[The Testing of Diana Mallory by Mrs. Humphry Ward]@TWC D-Link book
The Testing of Diana Mallory

CHAPTER V
15/39

It was she also who, at a pause in the dancing and at a hint from Mrs.Colwood, insisted on making Diana sing, to the grand piano which had been pushed into a corner of the hall.

And when the singing, helped by the looks and personality of the singer, had added to the girl's success, Lady Niton sat fanning herself in reflected triumph, appealing to the spectators on all sides for applause.
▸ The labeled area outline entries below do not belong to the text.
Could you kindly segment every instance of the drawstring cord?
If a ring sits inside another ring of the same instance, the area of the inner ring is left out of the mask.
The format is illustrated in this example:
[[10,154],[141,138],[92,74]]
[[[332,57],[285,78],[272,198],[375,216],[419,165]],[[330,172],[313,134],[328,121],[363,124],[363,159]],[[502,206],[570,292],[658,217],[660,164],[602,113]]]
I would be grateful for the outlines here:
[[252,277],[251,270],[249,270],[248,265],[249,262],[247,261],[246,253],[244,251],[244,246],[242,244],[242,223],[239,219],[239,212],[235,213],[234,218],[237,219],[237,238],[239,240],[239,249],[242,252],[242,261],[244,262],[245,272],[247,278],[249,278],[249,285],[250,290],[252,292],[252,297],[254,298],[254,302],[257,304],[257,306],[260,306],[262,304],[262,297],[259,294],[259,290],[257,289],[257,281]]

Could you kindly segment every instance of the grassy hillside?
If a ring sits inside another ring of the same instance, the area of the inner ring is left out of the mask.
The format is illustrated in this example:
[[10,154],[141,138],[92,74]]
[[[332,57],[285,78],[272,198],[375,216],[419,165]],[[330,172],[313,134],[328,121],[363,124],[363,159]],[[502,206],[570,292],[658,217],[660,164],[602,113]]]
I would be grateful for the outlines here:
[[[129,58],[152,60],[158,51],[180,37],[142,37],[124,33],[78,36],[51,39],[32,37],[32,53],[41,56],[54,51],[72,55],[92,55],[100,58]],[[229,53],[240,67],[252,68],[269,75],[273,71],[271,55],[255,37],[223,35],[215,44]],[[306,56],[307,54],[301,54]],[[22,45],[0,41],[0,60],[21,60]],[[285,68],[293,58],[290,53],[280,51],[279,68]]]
The topics that Diana fled from, Lady Niton took up; and when Mrs.
Fotheringham, bewildered by an avalanche of words, would say--"Give me time, please, Lady Niton--I must think!"-- Lady Niton would reply, coolly--"Not unless you're accustomed to it"; while she finally capped her misdeeds by insisting that it was no good to say Mr.Barton had a warm heart if he were without that much more useful possession--a narrow mind.
Thus buttressed and befriended on almost all sides, Diana drank her cup of pleasure.

Once in an interval between two dances, as she passed on Oliver Marsham's arm, close to Lady Lucy, that lady put up her frail old hand, and gently touched Diana's.

"Do not overtire yourself, my dear!" she said, with effusion; and Oliver, looking down, knew very well what his mother's rare effusion meant, if Diana did not.